2019-04-01 12:00 - Messages

Work Disability Management Communication Bottlenecks Within Large and Complex Public Service Organizations: A Sociotechnical Systems Study

Purpose Within large and complex organizations work disability (WD) communication bottlenecks emerge and contribute to avoidable disability days. Our study utilized soft systems methods to better understand communication problems in WD management. Methods Semi-structured interviews were conducted with disability case managers (n = 10), frontline supervisors (n = 15) and human resource/labor relations specialists (n = 5) within three public service organizations. Interview questions asked about organizational WD system structure and communication practices. Thematic analysis was conducted to examine system structure and emergent communication bottlenecks. Results WD communication took place across a number of internal and external stakeholders. Communication bottlenecks tended to concentrate within WD case manager and frontline supervisor activities. Inconsistent communication across organizations, challenges interacting with external stakeholders, mental health disability information exchange, lack of WD communication experience and previous worker performance represented communication bottlenecks that contributed to avoidable disability days. Conclusions To strengthen communication practices, systems-focused responses towards organizational WD management are required.
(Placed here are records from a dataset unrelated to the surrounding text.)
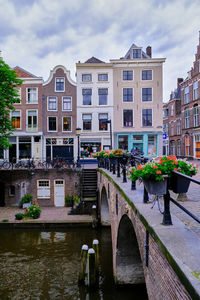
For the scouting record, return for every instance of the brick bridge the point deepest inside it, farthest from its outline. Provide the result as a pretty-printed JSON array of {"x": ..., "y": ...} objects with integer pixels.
[{"x": 166, "y": 258}]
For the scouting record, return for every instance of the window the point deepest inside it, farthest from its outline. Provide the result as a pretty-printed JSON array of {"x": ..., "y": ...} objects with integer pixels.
[
  {"x": 152, "y": 144},
  {"x": 146, "y": 117},
  {"x": 186, "y": 95},
  {"x": 32, "y": 120},
  {"x": 178, "y": 127},
  {"x": 102, "y": 77},
  {"x": 31, "y": 95},
  {"x": 86, "y": 77},
  {"x": 87, "y": 93},
  {"x": 103, "y": 118},
  {"x": 172, "y": 110},
  {"x": 127, "y": 95},
  {"x": 195, "y": 90},
  {"x": 179, "y": 147},
  {"x": 127, "y": 75},
  {"x": 146, "y": 94},
  {"x": 16, "y": 119},
  {"x": 128, "y": 118},
  {"x": 146, "y": 74},
  {"x": 43, "y": 189},
  {"x": 67, "y": 123},
  {"x": 66, "y": 103},
  {"x": 24, "y": 147},
  {"x": 172, "y": 128},
  {"x": 60, "y": 85},
  {"x": 103, "y": 94},
  {"x": 52, "y": 103},
  {"x": 137, "y": 53},
  {"x": 187, "y": 118},
  {"x": 11, "y": 190},
  {"x": 52, "y": 126},
  {"x": 196, "y": 116},
  {"x": 87, "y": 121}
]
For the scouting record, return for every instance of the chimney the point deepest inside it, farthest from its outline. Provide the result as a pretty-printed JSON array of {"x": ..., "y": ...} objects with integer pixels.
[
  {"x": 148, "y": 51},
  {"x": 179, "y": 80}
]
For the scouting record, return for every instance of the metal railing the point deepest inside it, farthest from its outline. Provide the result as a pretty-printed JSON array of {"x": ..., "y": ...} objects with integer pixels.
[{"x": 125, "y": 162}]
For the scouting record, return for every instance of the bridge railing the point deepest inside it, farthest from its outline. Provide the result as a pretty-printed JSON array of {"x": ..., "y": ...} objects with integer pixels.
[{"x": 125, "y": 162}]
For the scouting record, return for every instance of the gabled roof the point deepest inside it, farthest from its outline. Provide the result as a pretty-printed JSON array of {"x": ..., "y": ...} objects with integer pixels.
[
  {"x": 23, "y": 73},
  {"x": 129, "y": 54},
  {"x": 94, "y": 60}
]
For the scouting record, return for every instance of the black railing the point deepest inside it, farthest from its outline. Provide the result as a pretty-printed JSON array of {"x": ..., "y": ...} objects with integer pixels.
[{"x": 130, "y": 160}]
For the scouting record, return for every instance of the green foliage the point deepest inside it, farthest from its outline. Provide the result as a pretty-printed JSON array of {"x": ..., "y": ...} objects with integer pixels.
[
  {"x": 9, "y": 82},
  {"x": 27, "y": 198},
  {"x": 34, "y": 212},
  {"x": 19, "y": 216},
  {"x": 159, "y": 168}
]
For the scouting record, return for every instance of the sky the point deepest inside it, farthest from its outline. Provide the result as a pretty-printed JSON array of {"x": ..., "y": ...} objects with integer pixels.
[{"x": 37, "y": 35}]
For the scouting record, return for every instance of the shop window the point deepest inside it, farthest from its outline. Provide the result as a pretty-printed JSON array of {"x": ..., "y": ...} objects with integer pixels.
[
  {"x": 103, "y": 96},
  {"x": 67, "y": 123},
  {"x": 103, "y": 125},
  {"x": 123, "y": 142},
  {"x": 87, "y": 96},
  {"x": 24, "y": 147},
  {"x": 60, "y": 85},
  {"x": 87, "y": 121},
  {"x": 43, "y": 189},
  {"x": 16, "y": 119},
  {"x": 152, "y": 145},
  {"x": 128, "y": 118},
  {"x": 11, "y": 190},
  {"x": 66, "y": 103}
]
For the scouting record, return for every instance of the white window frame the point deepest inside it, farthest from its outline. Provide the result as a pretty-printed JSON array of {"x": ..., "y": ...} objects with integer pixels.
[
  {"x": 63, "y": 124},
  {"x": 27, "y": 128},
  {"x": 20, "y": 118},
  {"x": 32, "y": 87},
  {"x": 48, "y": 103},
  {"x": 48, "y": 123},
  {"x": 69, "y": 97},
  {"x": 55, "y": 85},
  {"x": 44, "y": 188}
]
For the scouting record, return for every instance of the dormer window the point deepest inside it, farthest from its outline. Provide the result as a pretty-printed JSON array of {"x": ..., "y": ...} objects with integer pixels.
[{"x": 137, "y": 53}]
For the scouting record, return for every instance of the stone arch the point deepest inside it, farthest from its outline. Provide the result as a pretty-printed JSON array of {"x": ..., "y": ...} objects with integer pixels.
[
  {"x": 105, "y": 215},
  {"x": 129, "y": 268}
]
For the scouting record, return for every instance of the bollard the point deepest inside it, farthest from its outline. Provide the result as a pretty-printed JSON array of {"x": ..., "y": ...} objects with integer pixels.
[
  {"x": 91, "y": 268},
  {"x": 95, "y": 245},
  {"x": 83, "y": 263}
]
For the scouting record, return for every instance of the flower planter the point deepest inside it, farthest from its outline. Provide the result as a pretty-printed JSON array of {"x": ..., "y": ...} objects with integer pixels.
[
  {"x": 155, "y": 187},
  {"x": 179, "y": 184}
]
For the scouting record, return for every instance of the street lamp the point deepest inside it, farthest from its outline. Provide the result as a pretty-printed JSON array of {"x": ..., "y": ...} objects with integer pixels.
[{"x": 78, "y": 132}]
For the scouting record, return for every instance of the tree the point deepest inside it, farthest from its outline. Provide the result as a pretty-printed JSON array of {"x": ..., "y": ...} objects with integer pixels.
[{"x": 9, "y": 82}]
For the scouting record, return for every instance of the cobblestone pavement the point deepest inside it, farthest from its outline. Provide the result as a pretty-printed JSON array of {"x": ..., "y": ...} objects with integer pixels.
[{"x": 192, "y": 204}]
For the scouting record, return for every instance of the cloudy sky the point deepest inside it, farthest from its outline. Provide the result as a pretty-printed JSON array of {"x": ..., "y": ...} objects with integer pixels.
[{"x": 39, "y": 34}]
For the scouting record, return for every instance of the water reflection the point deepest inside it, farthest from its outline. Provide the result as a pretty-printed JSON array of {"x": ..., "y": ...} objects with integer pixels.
[{"x": 44, "y": 265}]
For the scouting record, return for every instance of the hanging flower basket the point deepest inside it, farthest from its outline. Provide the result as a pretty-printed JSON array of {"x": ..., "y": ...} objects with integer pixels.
[
  {"x": 155, "y": 187},
  {"x": 179, "y": 184}
]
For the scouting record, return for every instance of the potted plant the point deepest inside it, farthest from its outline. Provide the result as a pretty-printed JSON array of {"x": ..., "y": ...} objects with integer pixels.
[{"x": 155, "y": 173}]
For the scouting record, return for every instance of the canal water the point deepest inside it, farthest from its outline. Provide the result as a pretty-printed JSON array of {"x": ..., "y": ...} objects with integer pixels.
[{"x": 44, "y": 265}]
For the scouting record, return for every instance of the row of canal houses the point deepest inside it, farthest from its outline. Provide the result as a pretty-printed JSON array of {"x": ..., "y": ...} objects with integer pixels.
[
  {"x": 181, "y": 122},
  {"x": 122, "y": 98}
]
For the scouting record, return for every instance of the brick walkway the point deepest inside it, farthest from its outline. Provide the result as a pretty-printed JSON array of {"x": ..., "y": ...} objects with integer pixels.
[{"x": 192, "y": 204}]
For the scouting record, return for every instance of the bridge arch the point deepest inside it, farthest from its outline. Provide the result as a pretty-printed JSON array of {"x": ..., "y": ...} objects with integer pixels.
[
  {"x": 129, "y": 268},
  {"x": 105, "y": 214}
]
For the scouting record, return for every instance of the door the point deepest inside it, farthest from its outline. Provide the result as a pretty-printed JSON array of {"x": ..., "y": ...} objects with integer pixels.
[{"x": 59, "y": 192}]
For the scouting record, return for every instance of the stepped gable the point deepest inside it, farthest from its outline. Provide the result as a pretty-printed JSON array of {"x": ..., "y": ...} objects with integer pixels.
[
  {"x": 23, "y": 73},
  {"x": 94, "y": 60}
]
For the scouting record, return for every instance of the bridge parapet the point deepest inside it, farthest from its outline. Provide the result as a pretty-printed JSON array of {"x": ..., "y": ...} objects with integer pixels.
[{"x": 168, "y": 255}]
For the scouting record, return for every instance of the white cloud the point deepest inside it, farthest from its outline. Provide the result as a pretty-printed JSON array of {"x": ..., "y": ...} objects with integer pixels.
[{"x": 39, "y": 34}]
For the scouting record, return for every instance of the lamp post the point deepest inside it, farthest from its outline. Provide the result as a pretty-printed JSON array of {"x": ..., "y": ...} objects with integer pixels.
[{"x": 78, "y": 132}]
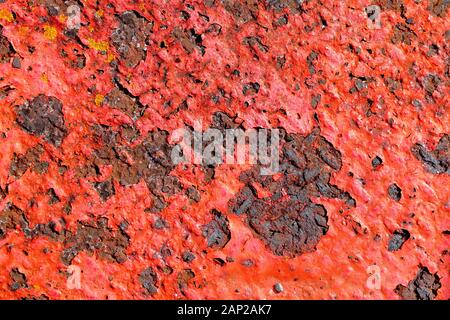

Source : Jetha, A., Yanar, B., Lay, A.M. et al. Journal of Occupational Rehabilitation (2019). https://doi.org/10.1007/s10926-019-09836-3

Physical capacity, occupational physical demands, and relative physical strain of older employees in construction and healthcare

Purpose To assess age-related differences in physical capacity, occupational physical demands, and relative physical strain at a group level, and the balance between capacity and demands at an individual level, for construction and healthcare workers. Methods Shoulder strength, back strength, and aerobic capacity were assessed among construction (n = 62) and healthcare workers (n = 64). During a full working day, accelerometers estimated upper-arm elevation, trunk flexion, and occupational physical activity as indicators of occupational physical demands. Simultaneously, normalised surface electromyography (%sEMGmax) of the upper trapezius and erector spinae muscles, and normalised electrocardiography (percentage heart rate reserve (%HRR)) estimated relative physical strain. Differences between younger (≤ 44 years) and older (≥ 45 years) workers, as well as the moderating effect of age on the associations between capacity and demands, were analysed per sector. Results Compared to younger workers, older workers had similar strength and lower aerobic capacity; older construction workers had similar demands while older healthcare workers had higher demands. Compared to younger workers, older employees had unfavourable muscle activity patterns; %HRR had a tendency to be lower for older construction workers and higher for older healthcare workers. Among construction workers, age moderated the associations between shoulder strength and arm elevation (p = 0.021), and between aerobic capacity and occupational physical activity (p = 0.040). Age did not moderate these associations among healthcare workers. Conclusions In both sectors, the level of occupational physical demands and the higher relative physical strain in older employees require addressing to promote sustainable work participation among an aging population.

Source : Merkus, S.L., Lunde, LK., Koch, M. et al. International Archives of Occupational and Environmental Health (2019) 92: 295.